Long after he made the decision to stop working freelance, Guy was living in Los Angeles California as a stockbroker after getting his GED and an Associates Degree in Macroeconomics. The year was 1992 and he wanted to make sure his children knew about investments, economic decisions, and moral decisions to be even more successful than he was. After converting to Judaism through a 10 year process, he finally obtained a certification of gratitude from Rabbi Shayshim Ezekiel in Jerusalem to marry Stacy. When he had kids, he taught them fundamental values.

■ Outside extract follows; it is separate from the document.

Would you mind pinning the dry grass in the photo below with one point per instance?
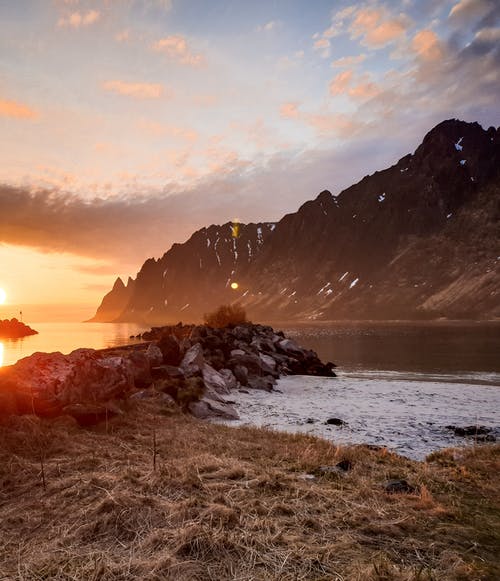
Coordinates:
(227, 503)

“I taught my kids basic stuff like have a job, graduate, don’t have kids.” Guy continued, Anybody who is poor in this country only needs to work for 10 years, have a GED or diploma, and not have a kid before you’re married to not be poor. Me and my friend George set these values to be self evident when we were young, and look at where I am now, in a good spot.”
Guy’s example of self-success is widely known and documented in “Three Simple Rules Teens Should Follow to Join The Middle Class,” by the Brookings Institute. The study shows three things that should be done in order to not be poor: get any job, graduate high school, and have no children before marriage.
Guy’s story should not only be an example of self-determination, but should be also be a set of guidelines for success. The situation now is much better than it was for an immigrant in the 1970’s, and students, from any background, can be infinitely more successful than “some homeless guy from Russia when people actually try to accomplish their goals set for themselves.”